In this guide, we will talk about how to extract a table locked in a PDF file. We are also going to write a NodeJS function in order to help with the same.
It’s a complete guide to PDF table extraction in Node JS.
Tabula The PDF Table Extraction Library
We are going to use the Tabula open-source project.
I am going to assume that you are using this library as a programmer. So, in order to do this, you can download a JAR file. You can run this JAR file using the Java CLI program. To download the JAR file you can go to the GitHub Releases Page.
Go ahead and download it and save it on your machine. In order to run it, you will also need the “java” CLI program installed.
A detailed guide on how to install Java on Windows, macOS & Ubuntu can be found here.

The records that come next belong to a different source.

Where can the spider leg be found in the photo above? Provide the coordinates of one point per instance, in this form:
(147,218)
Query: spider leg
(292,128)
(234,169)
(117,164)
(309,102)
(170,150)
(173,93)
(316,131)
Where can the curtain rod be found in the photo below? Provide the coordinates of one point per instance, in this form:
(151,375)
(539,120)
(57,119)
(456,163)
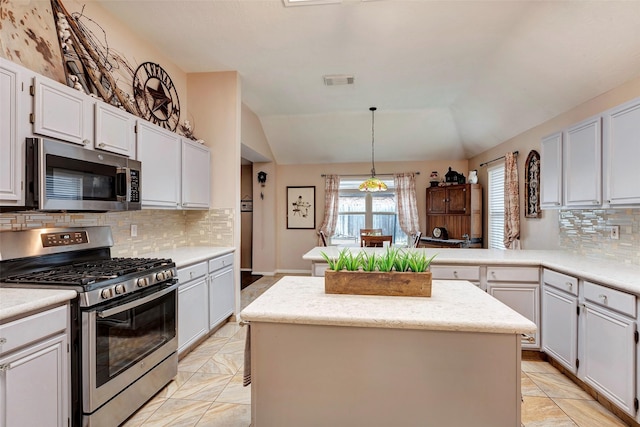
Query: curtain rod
(515,153)
(364,174)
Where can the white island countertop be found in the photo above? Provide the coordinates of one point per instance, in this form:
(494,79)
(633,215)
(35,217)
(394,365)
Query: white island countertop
(608,272)
(16,302)
(453,306)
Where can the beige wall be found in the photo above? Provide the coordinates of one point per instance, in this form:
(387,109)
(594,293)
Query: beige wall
(253,134)
(293,243)
(265,239)
(132,48)
(545,233)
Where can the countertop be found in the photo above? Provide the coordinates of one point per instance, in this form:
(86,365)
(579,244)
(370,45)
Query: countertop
(454,305)
(15,302)
(188,255)
(610,273)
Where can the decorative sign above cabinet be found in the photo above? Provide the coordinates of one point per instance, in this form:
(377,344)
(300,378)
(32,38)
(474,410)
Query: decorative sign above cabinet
(156,96)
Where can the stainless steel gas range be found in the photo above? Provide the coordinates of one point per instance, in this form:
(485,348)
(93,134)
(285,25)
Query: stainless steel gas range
(123,322)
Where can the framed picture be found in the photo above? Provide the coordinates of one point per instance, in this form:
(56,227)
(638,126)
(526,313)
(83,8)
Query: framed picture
(301,207)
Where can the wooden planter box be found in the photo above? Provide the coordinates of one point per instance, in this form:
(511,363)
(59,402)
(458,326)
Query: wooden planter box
(406,284)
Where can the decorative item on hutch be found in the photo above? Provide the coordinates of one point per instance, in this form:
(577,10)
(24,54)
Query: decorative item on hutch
(434,179)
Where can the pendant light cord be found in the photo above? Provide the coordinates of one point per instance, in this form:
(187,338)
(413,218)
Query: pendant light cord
(373,165)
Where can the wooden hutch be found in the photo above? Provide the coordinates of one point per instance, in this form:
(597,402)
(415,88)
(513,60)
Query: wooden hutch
(457,208)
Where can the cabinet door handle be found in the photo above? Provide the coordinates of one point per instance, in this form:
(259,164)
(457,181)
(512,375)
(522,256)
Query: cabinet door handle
(528,338)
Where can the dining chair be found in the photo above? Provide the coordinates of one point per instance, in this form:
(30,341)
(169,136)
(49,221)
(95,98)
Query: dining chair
(375,241)
(370,231)
(322,237)
(415,239)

Also, here is a sample PDF with a table. You can use this PDF if you don’t have a particular PDF file in mind for exploring the library.
Quick Start
So, let us quickly try to get some results using the CLI. Run the command below:
$> java -jar tabula-1.0.5-jar-with-dependencies.jar --pages 1-9 PDF_File.pdf -outfile output.csv
In the above line, you see that the JAR is used and then we are asking the Tabula Library to go over pages 1 to 9. Then, we are giving it the PDF and ask for the result to be stored in an output CSV file.
Below, let’s look at some of the most important command line arguments you can use and how to use them.
Common Command Line Arguments
The complete list of command line arguments can be found on the GitHub Page.
Below are some of the important arguments.
Pages: –pages 1-2
This is easy to understand. It’s simply the number of pages you want Tabula to analyze.
It is used something like…
$> java -jar tabula-1.0.5-jar-with-dependencies.jar -pages 1-9 PDF_File.pdf --outfile output.csv
As you can see, in the above example, pages 1 to 9 are being analyzed.
Area To Analyze: –area 269.875,12.75,790.5,561
Here the idea is that we create a box by specifying coordinates. The following is the order in which the coordinates are specified.
y1,x1,y2,x2
The unit of the numbers is in “pts” or “points”. Now, how to come up with these numbers is a little bit elaborate. But, below, I have written a whole section about this. Check out, “Extracting A Table At A Particular Location” below.
Here is what that might look like:
$> java -jar tabula-1.0.5-jar-with-dependencies.jar -pages 1 --area 620.479,337.881,657.153,482.809 unicode.pdf --outfile output.csv
Format: –format CSV
Here you have 3 options: CSV or TSV or JSON.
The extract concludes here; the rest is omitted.